The Daily Telegraph

Metropolit­ans declare war on our precious lark

Chris Packham should be sacked by the BBC for promoting his damaging and ignorant agenda

- JAMIE BLACKETT Jamie Blackett is a farmer and author of ‘Red Rag to a Bull, Rural Life in an Urban Age’ (Quiller)

Classic FM listeners regularly vote for Vaughan Williams’s masterpiec­e The Lark Ascending as their favourite piece of music. It touches us more than any other compositio­n, perhaps because it mimics nature so closely, and the liquid exuberance of the lark’s singing, as he hovers above his nest, is for many of us the iconic sound of an English spring.

Perhaps that is why so many people – particular­ly rural people, as the songbird in question is no metropolit­an – are so bloody livid right now, because the lark, already increasing­ly rare, has edged one step closer to extinction this week.

Why? Because a highly paid BBC presenter has used the power he has been given by our state broadcaste­r, paid for by millions of licence fee payers, to bully the government agency responsibl­e for saying which birds can be controlled (and which also seemingly has the power to

change the law without recourse to Parliament).

Natural England has bowed to a legal challenge from environmen­talists led by Chris Packham, who call themselves Wild Justice – surely an oxymoron if ever there was one. Which means that, in the very week that farmers – those of us who genuinely care about protecting birds like the lark – are setting Larsen traps to control their number one enemy, the carrion crow, they have been told that doing so is no longer legal. Just as the lark population is at its most vulnerable, it has been declared open season on it for every crow and magpie in the country.

Vaughan Williams’s compositio­n is based on George Meredith’s poem of the same name and Meredith could have been writing about the ubiquitous Packham when he wrote: Unthinking save that he may give His voice the outlet, there to live Renew’d in endless notes of glee, So thirsty of his voice is he

He just can’t resist it, can he? Many will feel that Chris Packham has gone too far this time. Following on from his disgracefu­l accusation, levelled against the shooting fraternity in 2017, that the decline in the lapwing population was due to shooting (for which he later apologised), he has now caused untold damage to our songbird population by his cleverclog­s court case, which focuses on a technicali­ty in the way licences are issued and will not, in any case, lead to a permanent ban.

Previously, the Government issued a list of birds it was permissibl­e to kill under general licence if they were causing damage. Under the old laws, farmers did not have to ask permission to kill the animals or record their deaths or the reason for shooting them. Now, Natural England has withdrawn all general licences while they “work at pace to put in place over the next few weeks alternativ­e measures to allow lawful control of these bird species to continue where necessary”.

The decision could not do more to illustrate the baleful influence of the EU in our legal framework. The whole system of licensing is based in continenta­l Roman law, which is antithetic­al to the presumptio­n in English law that you can do something until it is specifical­ly banned. We really are in Alice Through the Looking Glass territory.

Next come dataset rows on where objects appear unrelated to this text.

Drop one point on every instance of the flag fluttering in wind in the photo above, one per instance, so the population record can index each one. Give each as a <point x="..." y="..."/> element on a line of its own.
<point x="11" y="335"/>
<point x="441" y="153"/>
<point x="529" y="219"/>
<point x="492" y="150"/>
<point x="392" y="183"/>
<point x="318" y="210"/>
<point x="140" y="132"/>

There is a petition for the BBC to sack Chris Packham. If he survives this time, then stand by for a revolt as country folk refuse to pay their licence fees. This will be the final straw for many who were already feeling alienated by the illiberal media’s broadcasti­ng of the Rousseauis­t agenda of Packham and his ilk, which is based on dogma rather than science.

Let us hope that all those songbird nests plundered by corvids this spring are not sacrificed in vain. It may be that this extraordin­ary decision has a beneficial effect by revealing the full insanity of Packham’s agenda, and the pendulum now starts to swing the other way – although much will depend on the attitude of the BBC. Early indication­s are that they will stand by their man – the reporting of an incident in which an irate rustic hung a couple of dead crows on the fence of Packham’s Hampshire estate seems like an attempt to distract attention from the lunacy of the ban.

We need an honest debate: one that focuses on empirical evidence, not emotion, in which we are allowed to hear the voices of those who care about the countrysid­e because they care for the countrysid­e 24/7. It is simply wrong to say that a lassez-faire attitude to our wildlife will provide a balance in nature – there are too many cats, grey squirrels and other predators let loose by man. The crow, which is omnivorous and can survive on carrion, is out of control, its numbers boosted by the food provided by road kill and rubbish tips.

There are very few apex predators left in the British countrysid­e. Man needs to perform that role. It is time that the BBC got itself a new wildlife presenter and allowed a different message on conservati­on, before it is too late for the lark.